By Jeff Black - Feb 6, 2012

German factory orders rose more than economists forecast in December as demand from outside the euro area helped its largest nation weather the sovereign debt crisis.

Orders, adjusted for seasonal swings and inflation, rose 1.7 percent from November, when they slumped 4.9 percent, the Economy Ministry in Berlin said today. Economists forecast an increase of 1 percent, according to the median of 36 estimates in a Bloomberg News survey.

“It is too early to call this a rebound,” said Carsten Brzeski, senior economist at ING Group in Brussels. “However, there is at least still sufficient demand for goods ‘made in Germany’ to keep the industrial engine running in 2012.”

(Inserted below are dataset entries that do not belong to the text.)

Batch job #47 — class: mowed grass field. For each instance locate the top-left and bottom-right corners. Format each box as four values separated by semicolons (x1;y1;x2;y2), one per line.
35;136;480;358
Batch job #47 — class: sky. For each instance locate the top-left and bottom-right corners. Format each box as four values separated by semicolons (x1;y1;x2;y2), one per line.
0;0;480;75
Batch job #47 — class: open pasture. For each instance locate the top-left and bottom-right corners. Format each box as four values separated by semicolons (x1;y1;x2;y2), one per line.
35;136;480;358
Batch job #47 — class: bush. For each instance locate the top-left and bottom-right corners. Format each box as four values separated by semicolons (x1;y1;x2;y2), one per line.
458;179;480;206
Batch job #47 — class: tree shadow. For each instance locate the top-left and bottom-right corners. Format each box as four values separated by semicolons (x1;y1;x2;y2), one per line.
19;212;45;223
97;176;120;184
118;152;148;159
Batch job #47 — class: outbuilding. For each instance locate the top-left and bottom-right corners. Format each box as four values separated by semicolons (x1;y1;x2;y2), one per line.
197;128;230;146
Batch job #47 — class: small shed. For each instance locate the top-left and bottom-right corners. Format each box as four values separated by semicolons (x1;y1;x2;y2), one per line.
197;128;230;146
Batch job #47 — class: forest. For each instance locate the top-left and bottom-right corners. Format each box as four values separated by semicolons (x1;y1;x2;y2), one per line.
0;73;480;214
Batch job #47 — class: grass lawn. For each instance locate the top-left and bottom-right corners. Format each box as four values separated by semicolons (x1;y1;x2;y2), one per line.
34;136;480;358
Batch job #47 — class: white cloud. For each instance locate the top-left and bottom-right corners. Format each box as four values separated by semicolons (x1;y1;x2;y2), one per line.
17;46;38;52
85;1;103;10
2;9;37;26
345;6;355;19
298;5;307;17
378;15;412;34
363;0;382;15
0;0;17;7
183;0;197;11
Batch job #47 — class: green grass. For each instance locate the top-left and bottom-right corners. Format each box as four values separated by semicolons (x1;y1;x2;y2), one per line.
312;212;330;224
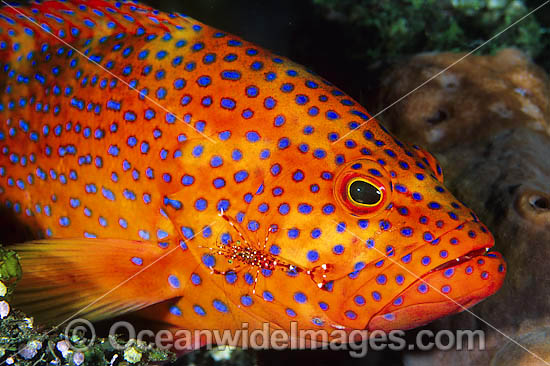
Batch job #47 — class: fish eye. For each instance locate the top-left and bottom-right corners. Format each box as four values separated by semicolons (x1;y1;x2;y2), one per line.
333;159;392;217
347;178;384;207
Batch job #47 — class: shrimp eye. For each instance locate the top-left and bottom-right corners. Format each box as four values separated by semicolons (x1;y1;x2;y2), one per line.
347;178;384;207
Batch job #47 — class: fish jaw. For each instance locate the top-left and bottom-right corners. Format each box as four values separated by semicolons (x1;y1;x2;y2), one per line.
366;222;506;331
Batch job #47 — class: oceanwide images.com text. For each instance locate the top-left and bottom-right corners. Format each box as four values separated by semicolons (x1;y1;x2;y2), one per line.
65;319;485;357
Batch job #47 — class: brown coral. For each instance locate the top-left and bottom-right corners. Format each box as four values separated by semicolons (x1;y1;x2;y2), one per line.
379;49;550;151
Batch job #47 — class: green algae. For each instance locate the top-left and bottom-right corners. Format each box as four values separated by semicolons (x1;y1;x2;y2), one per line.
0;247;176;366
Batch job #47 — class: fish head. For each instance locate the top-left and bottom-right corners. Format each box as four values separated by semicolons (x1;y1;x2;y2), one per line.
157;41;505;330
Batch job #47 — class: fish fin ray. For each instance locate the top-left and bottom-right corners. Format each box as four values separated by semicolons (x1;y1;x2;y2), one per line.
12;239;183;324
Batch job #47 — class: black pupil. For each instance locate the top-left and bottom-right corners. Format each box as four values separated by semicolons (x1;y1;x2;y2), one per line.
349;180;382;205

German business confidence jumped to a five-month high in January, adding to signs that Europe’s largest economy may be coping with the debt crisis and could avoid a deep recession. At the same time, the government and the International Monetary Fund have reduced their 2012 growth forecasts as budget cuts across the 17-nation currency area damp demand for Germany’s goods in its biggest export market.

Orders from euro-region nations fell 6.8 percent in the month, today’s report showed. Domestic orders slipped 1.4 percent. Orders from outside the euro area jumped 12.3 percent, more than compensating for their 10 percent decline in November. Demand for investment goods rose 2.8 percent in December and orders for consumer goods increased 1.9 percent.

Growth in China

The euro was little changed after the report, trading at $1.3055 at 12:30 a.m. in Frankfurt for a decline of 0.8 percent today. European stocks dropped, with the Stoxx Europe 600 Index trimming a six-month high, as Greece struggled to reach a deal with its international creditors to avoid default. U.S. index futures fell, while Asian shares rose.

China’s economic expansion would be cut almost in half if Europe’s debt crisis worsens, a scenario that would warrant “significant” fiscal stimulus from the nation’s government, the IMF said in a report today.

Based on the IMF’s “downside” forecast for the global economy, China’s growth could drop by as much as 4 percentage points from the fund’s current projection, which is for 8.2 percent this year, the organization said in a report released by its China office in Beijing.

In the U.S., the trade deficit probably widened in December to a six-month high as imports climbed faster than exports, economists said a report this week will show.

Fourth-Quarter Contraction

From a year ago, German factory orders were unchanged in December when adjusted for work days. The Economy Ministry said orders fell 1.4 percent in the fourth quarter of last year from the third.

Siemens AG, Germany’s largest engineering company, reported fiscal first-quarter earnings on Jan. 24 that missed analysts’ estimates and warned that its profit targets for this year have become more challenging to reach.

The IMF on Jan. 24 cut its forecast for German growth this year by one percentage point to 0.3 percent, citing a growing threat of recession across the single currency area.

Bundesbank President Jens Weidmann said that view is “too pessimistic.” The Frankfurt-based central bank forecasts 0.6 percent growth for 2012.

Robert Bosch GmbH, the world’s biggest car-parts supplier, said on Jan. 25 that revenue rose 8.8 percent last year, driven by expansion in its home European markets. The Stuttgart-based manufacturer forecasts sales growth of between 3 percent and 5 percent in 2012.

Investor Confidence

European investor confidence rose to a seven-month high in February, the Sentix research institute said today. In December, the European Central Bank lent euro-area banks 489 billion euros for up to three years in an effort to unlock freezing credit markets.

Since then, money-market rates and the yields on Spanish and Italian government debt have fallen, signaling the debt crisis may be easing.

“We’re seeing stabilization on all fronts,” said Jana Meier, an economist at HSBC Trinkaus & Burkhardt AG in Dusseldorf, Germany. “The risk for the German economy is that governments across the euro area implement additional austerity measures.”